The following are excerpts, edited by Marjorie Beggs, from the January 25, 2022, Covid Conversations presentation by Greg Colvin, co-author with Stephanie Petit of Fiscal Sponsorship: 6 Ways To Do It Right, 3rd edition.

My engagement with fiscal sponsorship started in 1989 when John Edie, general counsel for the Council on Foundations in Washington, D.C., published an article called “Fiscal Agents Can Be Illegal.” It caused quite a stir and was followed by a major article three years later, “The Use of Fiscal Agents: A Trap for the Unwary.”

“In too many communities,” Edie wrote, “it is generally accepted that when grants or gifts cannot be made directly, all one must do is launder the money through a convenient fiscal agent, which is frequently the local community foundation or some other well-established public charity.”
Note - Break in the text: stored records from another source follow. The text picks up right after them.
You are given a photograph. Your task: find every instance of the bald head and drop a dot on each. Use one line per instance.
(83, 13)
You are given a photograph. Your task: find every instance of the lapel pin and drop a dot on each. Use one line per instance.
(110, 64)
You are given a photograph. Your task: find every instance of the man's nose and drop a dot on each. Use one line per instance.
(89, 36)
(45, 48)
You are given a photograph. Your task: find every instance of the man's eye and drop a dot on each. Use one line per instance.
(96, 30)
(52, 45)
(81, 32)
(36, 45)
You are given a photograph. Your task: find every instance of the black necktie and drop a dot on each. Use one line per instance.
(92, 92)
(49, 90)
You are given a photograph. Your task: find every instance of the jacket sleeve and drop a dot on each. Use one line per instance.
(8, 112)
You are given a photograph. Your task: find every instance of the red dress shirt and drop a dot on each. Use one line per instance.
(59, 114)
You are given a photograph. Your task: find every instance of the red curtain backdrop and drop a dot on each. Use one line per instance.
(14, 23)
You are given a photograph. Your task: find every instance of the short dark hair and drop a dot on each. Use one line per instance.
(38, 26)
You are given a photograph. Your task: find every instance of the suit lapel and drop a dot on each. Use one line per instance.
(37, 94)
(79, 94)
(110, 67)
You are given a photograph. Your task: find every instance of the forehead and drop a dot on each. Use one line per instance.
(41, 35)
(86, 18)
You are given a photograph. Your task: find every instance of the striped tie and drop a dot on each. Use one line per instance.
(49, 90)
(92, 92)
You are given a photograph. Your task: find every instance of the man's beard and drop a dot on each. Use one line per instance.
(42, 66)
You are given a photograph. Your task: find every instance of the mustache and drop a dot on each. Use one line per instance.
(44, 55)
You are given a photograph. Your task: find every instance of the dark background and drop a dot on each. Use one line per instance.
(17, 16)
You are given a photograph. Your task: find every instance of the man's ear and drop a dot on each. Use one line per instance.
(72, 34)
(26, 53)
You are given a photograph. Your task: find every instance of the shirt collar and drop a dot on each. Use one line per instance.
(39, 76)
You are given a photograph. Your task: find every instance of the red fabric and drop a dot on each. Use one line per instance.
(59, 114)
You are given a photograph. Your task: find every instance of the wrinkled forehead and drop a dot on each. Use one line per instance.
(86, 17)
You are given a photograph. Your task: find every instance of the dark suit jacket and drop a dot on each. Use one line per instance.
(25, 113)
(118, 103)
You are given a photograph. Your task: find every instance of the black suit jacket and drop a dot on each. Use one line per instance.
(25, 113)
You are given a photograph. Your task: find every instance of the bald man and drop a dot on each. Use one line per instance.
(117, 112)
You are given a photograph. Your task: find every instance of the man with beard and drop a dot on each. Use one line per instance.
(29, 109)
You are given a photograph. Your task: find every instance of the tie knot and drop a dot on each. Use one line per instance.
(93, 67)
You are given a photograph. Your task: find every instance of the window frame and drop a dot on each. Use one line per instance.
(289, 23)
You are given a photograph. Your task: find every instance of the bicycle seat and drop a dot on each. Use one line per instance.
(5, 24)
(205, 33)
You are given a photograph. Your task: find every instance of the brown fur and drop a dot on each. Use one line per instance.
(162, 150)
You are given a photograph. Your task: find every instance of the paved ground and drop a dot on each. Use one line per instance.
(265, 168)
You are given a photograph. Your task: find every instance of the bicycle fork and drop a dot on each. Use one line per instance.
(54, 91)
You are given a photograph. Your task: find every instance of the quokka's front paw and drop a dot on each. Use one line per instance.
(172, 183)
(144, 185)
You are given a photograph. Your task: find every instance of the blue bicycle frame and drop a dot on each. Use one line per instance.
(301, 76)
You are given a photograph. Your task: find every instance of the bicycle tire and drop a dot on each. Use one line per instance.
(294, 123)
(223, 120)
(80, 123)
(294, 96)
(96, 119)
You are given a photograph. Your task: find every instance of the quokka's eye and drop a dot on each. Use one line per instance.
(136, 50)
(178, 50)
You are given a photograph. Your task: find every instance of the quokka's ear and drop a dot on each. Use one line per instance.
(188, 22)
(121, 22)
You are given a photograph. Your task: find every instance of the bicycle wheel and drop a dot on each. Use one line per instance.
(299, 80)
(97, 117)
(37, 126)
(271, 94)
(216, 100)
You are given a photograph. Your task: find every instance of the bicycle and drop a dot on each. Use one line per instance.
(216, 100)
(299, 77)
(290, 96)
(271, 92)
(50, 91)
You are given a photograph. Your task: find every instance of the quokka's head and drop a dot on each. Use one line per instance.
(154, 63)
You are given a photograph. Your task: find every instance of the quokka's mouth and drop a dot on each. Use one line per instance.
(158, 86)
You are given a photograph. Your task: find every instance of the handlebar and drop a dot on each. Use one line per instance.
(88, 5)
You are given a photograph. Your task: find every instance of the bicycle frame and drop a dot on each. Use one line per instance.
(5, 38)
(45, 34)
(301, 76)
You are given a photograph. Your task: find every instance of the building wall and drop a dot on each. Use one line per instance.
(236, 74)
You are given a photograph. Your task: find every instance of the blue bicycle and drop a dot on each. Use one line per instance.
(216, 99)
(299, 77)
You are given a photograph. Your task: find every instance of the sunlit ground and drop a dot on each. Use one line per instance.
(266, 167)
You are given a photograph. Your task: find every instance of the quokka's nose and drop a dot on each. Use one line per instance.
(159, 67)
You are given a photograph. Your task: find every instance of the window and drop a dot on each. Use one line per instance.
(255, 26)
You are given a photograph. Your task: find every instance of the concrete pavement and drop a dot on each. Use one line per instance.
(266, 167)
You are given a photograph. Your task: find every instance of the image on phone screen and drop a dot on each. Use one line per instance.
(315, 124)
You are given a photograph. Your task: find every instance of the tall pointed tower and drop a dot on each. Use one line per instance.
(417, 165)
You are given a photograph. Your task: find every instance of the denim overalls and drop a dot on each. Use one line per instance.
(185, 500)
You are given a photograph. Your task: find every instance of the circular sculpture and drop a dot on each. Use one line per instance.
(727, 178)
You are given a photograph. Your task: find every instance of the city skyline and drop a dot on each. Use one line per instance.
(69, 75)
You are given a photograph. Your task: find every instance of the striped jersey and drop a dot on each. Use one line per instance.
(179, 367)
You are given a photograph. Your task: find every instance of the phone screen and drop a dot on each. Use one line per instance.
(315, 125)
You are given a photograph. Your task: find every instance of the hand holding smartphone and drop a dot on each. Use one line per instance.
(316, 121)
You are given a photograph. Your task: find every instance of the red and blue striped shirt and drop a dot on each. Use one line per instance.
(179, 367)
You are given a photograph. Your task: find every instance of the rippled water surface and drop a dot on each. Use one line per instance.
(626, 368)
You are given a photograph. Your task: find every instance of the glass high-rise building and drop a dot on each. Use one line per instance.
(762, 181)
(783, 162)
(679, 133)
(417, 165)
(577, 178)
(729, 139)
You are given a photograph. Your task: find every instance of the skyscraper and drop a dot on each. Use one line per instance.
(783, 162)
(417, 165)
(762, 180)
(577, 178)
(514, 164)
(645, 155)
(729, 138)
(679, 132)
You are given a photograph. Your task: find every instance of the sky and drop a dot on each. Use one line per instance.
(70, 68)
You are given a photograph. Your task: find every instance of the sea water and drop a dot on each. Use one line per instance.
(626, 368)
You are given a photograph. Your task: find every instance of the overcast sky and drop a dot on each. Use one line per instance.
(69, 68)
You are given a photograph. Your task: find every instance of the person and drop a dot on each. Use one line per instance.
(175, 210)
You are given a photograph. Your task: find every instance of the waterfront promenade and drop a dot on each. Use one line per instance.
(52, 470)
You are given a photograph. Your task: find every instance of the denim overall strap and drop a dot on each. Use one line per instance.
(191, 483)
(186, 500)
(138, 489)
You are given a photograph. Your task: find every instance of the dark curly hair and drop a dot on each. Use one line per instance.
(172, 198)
For me, this was the crucible, the birth of fire that got me into this subject. It was pretty clear that as long as it was considered semi-legal, potentially subject to an IRS clampdown, it was going to be difficult to carry on all of the wonderful projects that kept bubbling up from those who wanted to get into nonprofit, public-interest activity.

This is the first in a series of news stories based on Covid Conversations, a weekly virtual discussion forum for fiscal sponsors.
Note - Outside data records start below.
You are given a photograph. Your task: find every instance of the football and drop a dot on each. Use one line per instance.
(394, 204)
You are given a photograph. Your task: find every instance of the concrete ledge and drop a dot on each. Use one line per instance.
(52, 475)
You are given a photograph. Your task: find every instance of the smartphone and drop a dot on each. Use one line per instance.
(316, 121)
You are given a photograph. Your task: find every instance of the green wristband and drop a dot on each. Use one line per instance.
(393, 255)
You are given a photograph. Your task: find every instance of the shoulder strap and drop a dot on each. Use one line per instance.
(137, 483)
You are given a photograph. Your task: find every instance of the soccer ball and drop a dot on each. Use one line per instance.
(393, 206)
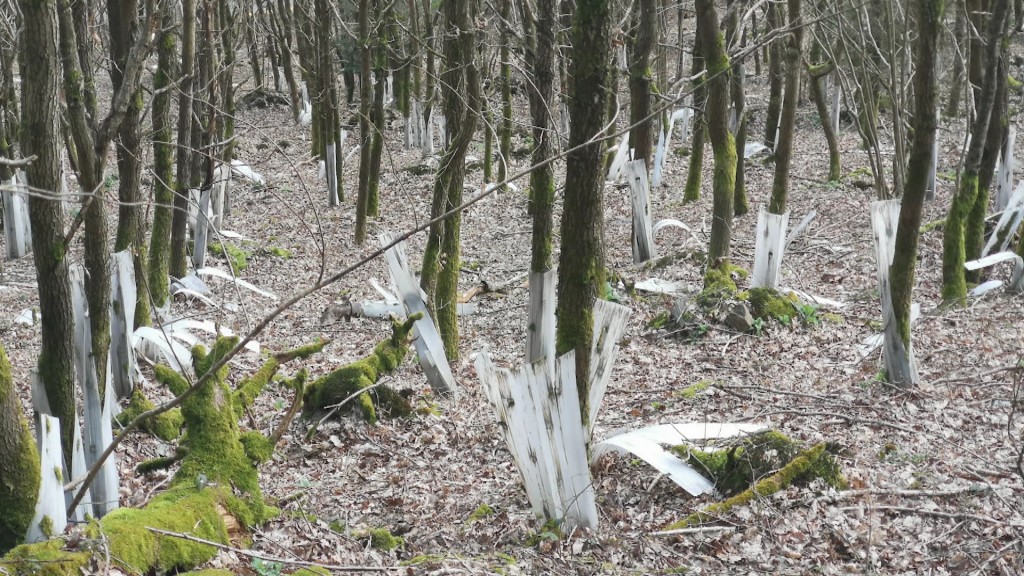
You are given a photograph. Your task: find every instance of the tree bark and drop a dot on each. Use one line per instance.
(787, 124)
(541, 57)
(722, 142)
(40, 72)
(901, 273)
(18, 464)
(183, 176)
(953, 242)
(163, 162)
(581, 269)
(640, 79)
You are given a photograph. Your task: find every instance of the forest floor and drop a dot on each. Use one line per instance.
(932, 470)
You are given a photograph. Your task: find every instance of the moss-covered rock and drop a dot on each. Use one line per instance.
(166, 426)
(19, 474)
(756, 466)
(361, 374)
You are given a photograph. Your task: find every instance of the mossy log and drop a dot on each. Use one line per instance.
(166, 426)
(361, 374)
(19, 474)
(760, 465)
(214, 495)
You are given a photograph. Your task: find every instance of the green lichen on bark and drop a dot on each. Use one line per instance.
(361, 374)
(251, 386)
(19, 474)
(760, 465)
(166, 426)
(768, 303)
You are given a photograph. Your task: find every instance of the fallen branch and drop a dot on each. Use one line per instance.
(250, 553)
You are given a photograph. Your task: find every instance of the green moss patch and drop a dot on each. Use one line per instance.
(756, 466)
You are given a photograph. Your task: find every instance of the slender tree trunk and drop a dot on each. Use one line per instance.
(505, 131)
(640, 79)
(124, 26)
(541, 57)
(183, 176)
(901, 272)
(957, 53)
(783, 152)
(695, 172)
(18, 464)
(463, 103)
(581, 269)
(953, 244)
(40, 110)
(737, 93)
(974, 232)
(718, 129)
(774, 22)
(814, 73)
(363, 200)
(163, 161)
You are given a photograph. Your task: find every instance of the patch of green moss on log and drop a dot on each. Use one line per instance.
(361, 374)
(759, 465)
(767, 303)
(19, 474)
(166, 426)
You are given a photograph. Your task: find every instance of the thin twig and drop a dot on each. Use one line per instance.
(251, 553)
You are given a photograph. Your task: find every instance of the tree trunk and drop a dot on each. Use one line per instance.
(953, 244)
(774, 22)
(163, 162)
(815, 72)
(40, 110)
(363, 198)
(463, 103)
(124, 25)
(787, 124)
(695, 171)
(505, 130)
(737, 93)
(541, 57)
(18, 464)
(925, 122)
(718, 129)
(957, 52)
(183, 176)
(581, 269)
(640, 79)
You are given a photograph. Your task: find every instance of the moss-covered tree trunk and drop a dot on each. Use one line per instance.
(953, 243)
(505, 71)
(695, 172)
(957, 52)
(182, 179)
(124, 25)
(540, 35)
(40, 71)
(163, 162)
(774, 21)
(815, 72)
(366, 95)
(18, 464)
(901, 273)
(463, 103)
(640, 78)
(723, 145)
(974, 230)
(787, 123)
(581, 269)
(377, 121)
(91, 150)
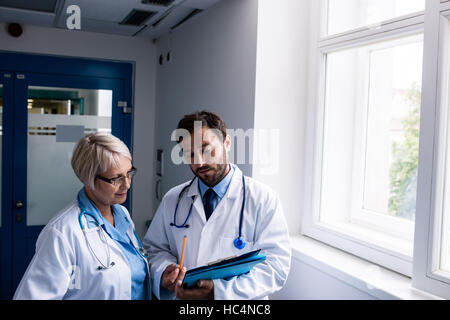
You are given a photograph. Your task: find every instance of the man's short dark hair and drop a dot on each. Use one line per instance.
(208, 119)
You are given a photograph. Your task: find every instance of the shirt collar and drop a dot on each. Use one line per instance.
(120, 219)
(221, 188)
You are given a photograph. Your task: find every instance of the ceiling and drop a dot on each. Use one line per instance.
(106, 16)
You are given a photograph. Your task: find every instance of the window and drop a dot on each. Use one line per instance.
(370, 143)
(380, 135)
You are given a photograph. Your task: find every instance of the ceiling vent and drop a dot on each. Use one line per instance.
(189, 16)
(41, 6)
(164, 3)
(137, 17)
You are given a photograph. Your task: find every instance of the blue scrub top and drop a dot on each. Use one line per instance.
(138, 267)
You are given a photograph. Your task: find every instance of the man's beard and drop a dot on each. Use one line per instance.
(218, 174)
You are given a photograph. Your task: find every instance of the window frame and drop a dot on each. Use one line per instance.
(433, 143)
(320, 47)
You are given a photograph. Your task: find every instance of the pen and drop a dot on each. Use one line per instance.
(182, 253)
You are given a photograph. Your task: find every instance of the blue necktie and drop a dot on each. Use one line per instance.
(208, 203)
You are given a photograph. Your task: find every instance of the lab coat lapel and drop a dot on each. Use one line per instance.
(198, 209)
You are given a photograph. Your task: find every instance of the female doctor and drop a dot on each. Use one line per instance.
(242, 215)
(90, 249)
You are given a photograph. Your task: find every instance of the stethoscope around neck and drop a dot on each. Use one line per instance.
(102, 233)
(239, 243)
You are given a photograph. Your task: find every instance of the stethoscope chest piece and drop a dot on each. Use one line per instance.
(239, 243)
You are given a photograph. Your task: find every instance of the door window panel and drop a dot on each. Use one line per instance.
(57, 119)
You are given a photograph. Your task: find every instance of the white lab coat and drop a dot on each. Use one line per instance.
(63, 266)
(264, 228)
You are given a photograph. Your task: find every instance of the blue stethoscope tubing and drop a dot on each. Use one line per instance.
(239, 243)
(109, 264)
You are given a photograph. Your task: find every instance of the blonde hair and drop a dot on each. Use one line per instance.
(95, 154)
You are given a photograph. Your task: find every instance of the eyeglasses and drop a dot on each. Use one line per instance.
(119, 180)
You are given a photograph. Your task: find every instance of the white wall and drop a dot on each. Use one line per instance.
(95, 45)
(281, 97)
(213, 68)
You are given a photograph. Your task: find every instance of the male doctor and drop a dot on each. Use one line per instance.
(207, 210)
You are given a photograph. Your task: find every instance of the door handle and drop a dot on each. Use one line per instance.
(19, 204)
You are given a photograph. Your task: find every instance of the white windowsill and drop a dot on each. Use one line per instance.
(375, 280)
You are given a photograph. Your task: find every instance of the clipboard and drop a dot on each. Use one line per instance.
(224, 269)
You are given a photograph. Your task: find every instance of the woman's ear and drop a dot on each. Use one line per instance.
(227, 143)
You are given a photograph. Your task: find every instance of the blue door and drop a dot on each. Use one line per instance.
(49, 104)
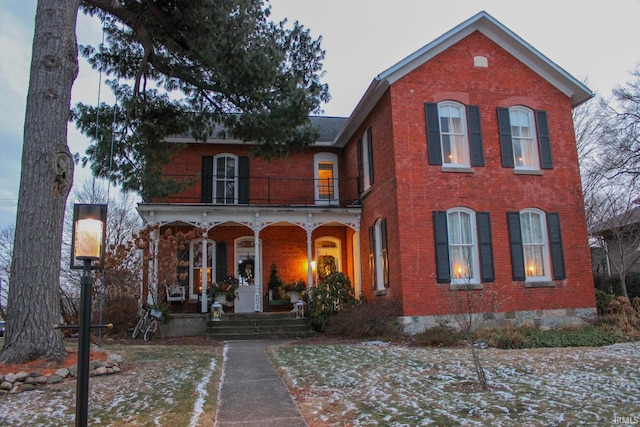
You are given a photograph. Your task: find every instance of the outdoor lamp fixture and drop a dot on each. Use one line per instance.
(216, 311)
(87, 245)
(299, 309)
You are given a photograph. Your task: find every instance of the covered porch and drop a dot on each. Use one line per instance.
(247, 243)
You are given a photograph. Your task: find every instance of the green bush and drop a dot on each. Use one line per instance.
(329, 298)
(366, 320)
(443, 335)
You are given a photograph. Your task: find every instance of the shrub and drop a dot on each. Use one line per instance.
(505, 338)
(366, 320)
(603, 299)
(330, 297)
(443, 335)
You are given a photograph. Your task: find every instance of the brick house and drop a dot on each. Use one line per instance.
(458, 168)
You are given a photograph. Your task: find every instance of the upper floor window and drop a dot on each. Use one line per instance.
(454, 136)
(378, 255)
(326, 178)
(365, 161)
(524, 139)
(225, 188)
In 1991, we pulled together a working group of seven from the arts and local services in San Francisco who wanted to rescue “fiscal agency” from what may have become very ignominious descent.

First we needed to figure out the right thing to call it. Fiscal agency implies that the 501(c)(3) organization a project picks to use for its tax-exempt status — in order to get foundation or government grants, or to raise tax-deductible money — is the project’s agent. But is it? Is the project the one in charge?
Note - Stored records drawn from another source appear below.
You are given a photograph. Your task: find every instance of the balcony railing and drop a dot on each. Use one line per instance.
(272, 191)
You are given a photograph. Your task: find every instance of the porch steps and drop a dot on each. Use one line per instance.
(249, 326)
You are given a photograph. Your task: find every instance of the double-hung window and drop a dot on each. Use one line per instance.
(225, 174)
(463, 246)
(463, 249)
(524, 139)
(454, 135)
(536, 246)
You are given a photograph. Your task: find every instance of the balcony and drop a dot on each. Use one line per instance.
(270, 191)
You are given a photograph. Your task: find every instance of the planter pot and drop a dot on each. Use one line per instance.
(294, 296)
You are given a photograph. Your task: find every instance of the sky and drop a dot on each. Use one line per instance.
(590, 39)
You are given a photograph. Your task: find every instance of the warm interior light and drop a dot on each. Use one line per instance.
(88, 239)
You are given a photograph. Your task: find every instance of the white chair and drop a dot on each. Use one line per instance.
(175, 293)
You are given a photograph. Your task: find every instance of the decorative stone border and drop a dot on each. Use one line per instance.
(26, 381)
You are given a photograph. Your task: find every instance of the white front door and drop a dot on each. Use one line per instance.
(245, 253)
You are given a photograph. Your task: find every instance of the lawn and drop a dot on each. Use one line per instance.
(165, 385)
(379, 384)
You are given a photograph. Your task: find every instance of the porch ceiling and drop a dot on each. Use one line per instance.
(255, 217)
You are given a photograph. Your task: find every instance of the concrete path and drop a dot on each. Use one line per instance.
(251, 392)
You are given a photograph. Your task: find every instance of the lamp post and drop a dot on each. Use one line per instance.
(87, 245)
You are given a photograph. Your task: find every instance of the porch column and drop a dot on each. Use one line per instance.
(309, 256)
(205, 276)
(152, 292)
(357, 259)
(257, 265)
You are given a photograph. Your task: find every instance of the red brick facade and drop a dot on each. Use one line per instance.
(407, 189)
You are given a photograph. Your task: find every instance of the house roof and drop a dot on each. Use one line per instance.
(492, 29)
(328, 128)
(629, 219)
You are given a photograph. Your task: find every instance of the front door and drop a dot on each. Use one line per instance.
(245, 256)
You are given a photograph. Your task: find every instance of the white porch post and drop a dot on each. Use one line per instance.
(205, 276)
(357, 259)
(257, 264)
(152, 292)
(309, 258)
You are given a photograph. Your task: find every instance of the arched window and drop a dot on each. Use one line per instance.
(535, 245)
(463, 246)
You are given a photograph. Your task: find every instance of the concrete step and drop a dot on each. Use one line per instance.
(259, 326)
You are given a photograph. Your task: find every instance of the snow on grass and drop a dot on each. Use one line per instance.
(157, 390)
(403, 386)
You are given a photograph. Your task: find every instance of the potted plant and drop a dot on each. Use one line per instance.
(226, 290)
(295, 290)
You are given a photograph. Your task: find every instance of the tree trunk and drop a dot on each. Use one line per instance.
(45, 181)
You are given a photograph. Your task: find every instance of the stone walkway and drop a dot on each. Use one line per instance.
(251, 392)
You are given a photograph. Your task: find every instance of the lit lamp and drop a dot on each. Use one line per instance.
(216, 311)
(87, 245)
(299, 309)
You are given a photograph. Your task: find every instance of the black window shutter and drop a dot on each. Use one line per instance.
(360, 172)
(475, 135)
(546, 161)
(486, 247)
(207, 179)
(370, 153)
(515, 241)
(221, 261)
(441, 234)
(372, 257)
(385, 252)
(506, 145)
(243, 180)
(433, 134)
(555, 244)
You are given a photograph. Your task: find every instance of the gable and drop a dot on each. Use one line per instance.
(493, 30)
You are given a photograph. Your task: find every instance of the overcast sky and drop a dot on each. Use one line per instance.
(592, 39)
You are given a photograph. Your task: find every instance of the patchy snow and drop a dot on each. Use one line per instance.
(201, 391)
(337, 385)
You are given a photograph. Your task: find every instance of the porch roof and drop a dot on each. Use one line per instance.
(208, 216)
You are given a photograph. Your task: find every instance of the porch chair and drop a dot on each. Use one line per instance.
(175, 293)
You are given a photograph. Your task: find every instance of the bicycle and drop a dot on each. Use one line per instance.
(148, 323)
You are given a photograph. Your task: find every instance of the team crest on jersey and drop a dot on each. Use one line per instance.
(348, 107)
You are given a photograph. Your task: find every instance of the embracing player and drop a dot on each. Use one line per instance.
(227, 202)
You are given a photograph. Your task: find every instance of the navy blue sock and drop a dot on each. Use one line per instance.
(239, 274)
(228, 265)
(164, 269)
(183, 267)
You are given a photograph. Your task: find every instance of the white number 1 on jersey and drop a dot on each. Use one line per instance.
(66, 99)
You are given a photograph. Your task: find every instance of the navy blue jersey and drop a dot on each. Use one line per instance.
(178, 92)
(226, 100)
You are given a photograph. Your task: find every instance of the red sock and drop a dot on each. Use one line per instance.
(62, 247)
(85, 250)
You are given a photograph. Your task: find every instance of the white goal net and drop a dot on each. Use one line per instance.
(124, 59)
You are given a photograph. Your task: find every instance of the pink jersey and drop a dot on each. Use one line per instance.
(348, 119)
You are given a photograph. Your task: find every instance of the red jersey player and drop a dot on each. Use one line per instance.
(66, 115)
Once, when I was doing a seminar with Edie, he described a fiscal agent as a warm room with a Xerox machine loaded with the organization’s IRS approval letter, its tax-exempt number on it, ready to make copies for those who wanted to open a bank account and be considered tax-exempt.

Well, we had to go beyond that. The terms being used back then to describe this process were inadequate and misleading, not only fiscal agent, but conduit, pass through, intermediary, funnel and laundry.

Did I say laundry? Yeah, money laundry. We needed to find a new term and reached for “fiscal sponsorship” and “fiscal sponsor.” At least in that way, the 501(c)(3) organization could claim the privilege of sponsoring other projects internally or externally, maintain discretionary control over the use of the funds, and be responsible for reporting the financial activity every year on the Form 990. That is, take full legal and tax responsibility.

That’s how we shifted away from fiscal agent to fiscal sponsor. It’s still a battle, though, to hold onto that name. If you Google fiscal agency, you’ll find people are still using it. I believe it’s not so much a matter of our failure to make it a universal term as it is a testament to the fact that by legitimizing the practice, it’s really gone everywhere.

There are people doing fiscal sponsorship who don’t know about our book or haven’t read the book. But there’s enough online — agreements and policies and templates and examples — that even if the terminology isn’t quite what we’d like it to be, the sector is moving toward continuing to do it right.


Gregory Colvin, retired principal of Adler & Colvin, is co-author with Stephanie Petit of Fiscal Sponsorship: 6 Ways To Do It Right, third edition.